Die Kri­tik, die zunächst eher regio­nal zu hören war, ist inzwi­schen bei den natio­na­len Nach­rich­ten­agen­tu­ren ange­kom­men: dpa, AFP und Reu­ters berich­ten über Ralph Giord­a­no, den Deut­schen Jour­na­lis­ten­ver­band und CSU-Gene­ral­se­kre­tär Alex­an­der Dob­rindt, die die Preis­ver­lei­hung an Erdo­gan kri­ti­siert haben (zuge­ge­be­ner­ma­ßen nicht die seriö­ses­ten Kri­ti­ker, die ich mir vor­stel­len könn­te), ges­tern erschien auch bei „Spie­gel Online“ ein Arti­kel zu dem The­ma.

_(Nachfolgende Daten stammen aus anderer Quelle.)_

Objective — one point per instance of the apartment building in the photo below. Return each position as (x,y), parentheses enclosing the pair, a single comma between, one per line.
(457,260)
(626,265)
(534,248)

Die Ver­an­stal­ter mel­den sich seit Tagen mit immer staats­tra­gen­de­ren Beschwich­ti­gungs­schrei­ben zu Wort, in denen sie erklä­ren, die Aus­zeich­nung sei „aus­drück­lich kei­ne Bewer­tung der innen- und außen­po­li­ti­schen Akti­vi­tä­ten des tür­ki­schen Minis­ter­prä­si­den­ten“, der Preis sei „stell­ver­tre­tend für 50 Jah­re deutsch-tür­ki­sche Freund­schaft“ gemeint und die Aus­ein­an­der­set­zung mit Erdo­gans Poli­tik sol­le „durch einen kri­ti­schen Dis­kurs erfol­gen, nicht durch Aus­gren­zung“. Dass der Pro­test sol­che Dimen­sio­nen anneh­me, damit habe er nicht gerech­net, sag­te Hel­len der „WAZ“.

Eine Per­son hat sich zu dem gan­zen Dilem­ma noch gar nicht geäu­ßert: Ober­bür­ger­meis­te­rin Dr. Otti­lie Scholz, die Schirm­her­rin des „Stei­ger Awards“. Ver­mut­lich wird sie sich erst mor­gen zu Wort mel­den, wenn sie sich bei Erdo­gan in aller Form ent­schul­digt.

Nach­trag, 17. März: Minis­ter­prä­si­dent Erdo­gan hat sei­ne Teil­nah­me am „Stei­ger Award“ abge­sagt. „Als Grund wur­de der Absturz eines tür­ki­schen Mili­tär­hub­schrau­bers in Afgha­ni­stan mit 17 Todes­op­fern genannt“, wie Reu­ters schreibt.